By the end of 2024, at current rates, the total number of deaths and injuries could reach 1 million.

European countries will continue to actively engage in dialogue. But they will increasingly reduce aid and quietly consider Ukraine out of sight and out of mind.

The new and toxic anti-Western alliance between China, Iran, and Russia is likely to strengthen. Third-party opportunists such as Turkey, Vietnam, the Middle East, and the Southern Hemisphere countries will increasingly be drawn into this new Axis orbit.

Measures to break the long-standing impasse will be stepped up, with Ukraine's government demanding far more and more powerful Western weapons despite dwindling human resources.

There will be a growing need for strategically logical but dangerous escalating attacks against Russian bases and depots within Mother Russia, as well as against the Black Sea Fleet.

Russia, in turn, will continue to increase its ongoing nuclear threat and target civilians.

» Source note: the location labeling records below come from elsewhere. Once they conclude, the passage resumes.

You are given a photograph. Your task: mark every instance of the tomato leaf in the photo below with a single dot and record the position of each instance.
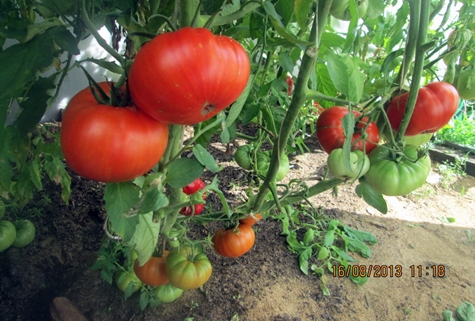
(205, 158)
(183, 171)
(145, 237)
(371, 196)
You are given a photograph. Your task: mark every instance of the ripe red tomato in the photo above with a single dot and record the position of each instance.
(153, 272)
(194, 186)
(188, 76)
(110, 144)
(234, 242)
(331, 135)
(436, 104)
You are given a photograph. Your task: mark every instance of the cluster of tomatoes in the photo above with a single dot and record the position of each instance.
(183, 77)
(388, 171)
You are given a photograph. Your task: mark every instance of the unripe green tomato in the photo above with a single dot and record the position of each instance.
(25, 233)
(340, 9)
(466, 84)
(167, 293)
(359, 164)
(7, 234)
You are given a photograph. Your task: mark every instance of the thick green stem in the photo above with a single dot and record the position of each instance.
(423, 8)
(307, 67)
(188, 9)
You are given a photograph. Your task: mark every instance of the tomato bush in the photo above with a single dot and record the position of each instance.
(331, 135)
(167, 293)
(107, 143)
(25, 233)
(359, 164)
(466, 84)
(234, 242)
(397, 175)
(188, 76)
(188, 269)
(435, 105)
(153, 272)
(7, 234)
(340, 10)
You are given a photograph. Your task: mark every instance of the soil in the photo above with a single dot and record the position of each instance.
(266, 283)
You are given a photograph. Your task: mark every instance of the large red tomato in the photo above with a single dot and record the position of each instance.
(188, 76)
(331, 135)
(435, 105)
(107, 143)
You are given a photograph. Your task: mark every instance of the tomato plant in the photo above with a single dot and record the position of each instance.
(263, 162)
(7, 234)
(127, 282)
(251, 219)
(359, 164)
(234, 242)
(212, 70)
(25, 233)
(331, 135)
(167, 293)
(396, 174)
(107, 143)
(466, 84)
(436, 104)
(188, 269)
(153, 272)
(340, 10)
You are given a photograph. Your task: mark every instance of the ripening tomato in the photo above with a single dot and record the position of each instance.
(331, 135)
(188, 269)
(153, 272)
(234, 242)
(110, 144)
(188, 76)
(435, 105)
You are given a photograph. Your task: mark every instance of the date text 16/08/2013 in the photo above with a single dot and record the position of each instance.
(384, 271)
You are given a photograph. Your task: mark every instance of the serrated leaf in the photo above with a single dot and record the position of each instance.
(205, 158)
(371, 196)
(145, 237)
(183, 171)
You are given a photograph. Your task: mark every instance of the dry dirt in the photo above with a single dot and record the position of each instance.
(266, 283)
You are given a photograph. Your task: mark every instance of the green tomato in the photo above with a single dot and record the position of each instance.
(263, 163)
(127, 282)
(466, 84)
(187, 269)
(25, 233)
(417, 140)
(340, 9)
(167, 293)
(7, 234)
(359, 164)
(395, 175)
(242, 156)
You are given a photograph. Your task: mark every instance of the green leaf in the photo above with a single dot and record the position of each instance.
(154, 200)
(466, 311)
(183, 171)
(360, 235)
(145, 237)
(371, 196)
(205, 158)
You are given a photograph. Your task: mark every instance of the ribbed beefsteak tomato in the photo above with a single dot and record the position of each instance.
(110, 144)
(188, 76)
(331, 135)
(435, 105)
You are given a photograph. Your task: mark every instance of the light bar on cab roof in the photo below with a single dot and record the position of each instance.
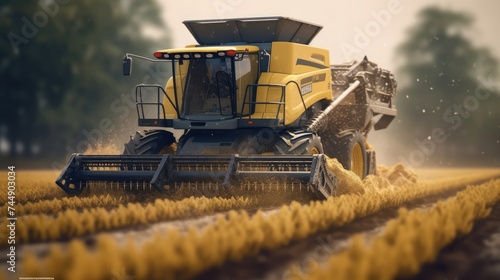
(193, 55)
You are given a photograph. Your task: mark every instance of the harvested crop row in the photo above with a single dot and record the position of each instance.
(72, 223)
(56, 205)
(181, 256)
(412, 239)
(33, 186)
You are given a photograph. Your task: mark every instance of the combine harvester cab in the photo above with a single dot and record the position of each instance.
(259, 107)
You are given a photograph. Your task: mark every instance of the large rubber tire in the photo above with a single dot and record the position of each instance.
(298, 143)
(350, 151)
(149, 142)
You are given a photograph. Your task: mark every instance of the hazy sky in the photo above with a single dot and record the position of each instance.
(382, 22)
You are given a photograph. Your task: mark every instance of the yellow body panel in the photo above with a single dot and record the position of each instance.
(305, 73)
(302, 70)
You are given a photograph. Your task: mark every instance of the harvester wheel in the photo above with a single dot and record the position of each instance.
(350, 151)
(149, 142)
(299, 143)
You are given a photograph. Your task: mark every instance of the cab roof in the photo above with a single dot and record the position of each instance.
(252, 30)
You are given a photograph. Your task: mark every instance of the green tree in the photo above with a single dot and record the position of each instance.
(447, 104)
(60, 69)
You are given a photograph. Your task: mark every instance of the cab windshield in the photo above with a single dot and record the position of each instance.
(214, 88)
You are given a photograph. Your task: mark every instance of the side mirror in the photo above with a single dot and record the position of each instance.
(127, 65)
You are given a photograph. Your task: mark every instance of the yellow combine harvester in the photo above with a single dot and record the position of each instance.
(257, 104)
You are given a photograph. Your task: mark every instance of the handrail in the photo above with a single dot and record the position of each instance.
(140, 103)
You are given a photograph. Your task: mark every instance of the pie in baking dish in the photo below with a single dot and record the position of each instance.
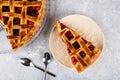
(82, 52)
(21, 19)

Stalled wars have a way of turning what was once horrifying and unimaginable into commonplace.

There is already crazy talk of Russia throwing NATO ground forces into the war while threatening to attack other Western countries.

Worse than an armistice with no clear winners or losers is an endless war with over a million casualties.

Victor Davis Hanson is a distinguished fellow at the Center for American Greatness. He is a classicist and historian at Stanford University's Hoover Institution and the author of Basic Books' The Second World Wars: How the First Global Conflict Was Fought and Won.You can contact him via email authorvdh@gmail.com.

The views and opinions expressed in this commentary are those of the author and do not reflect the official position of The Daily Caller.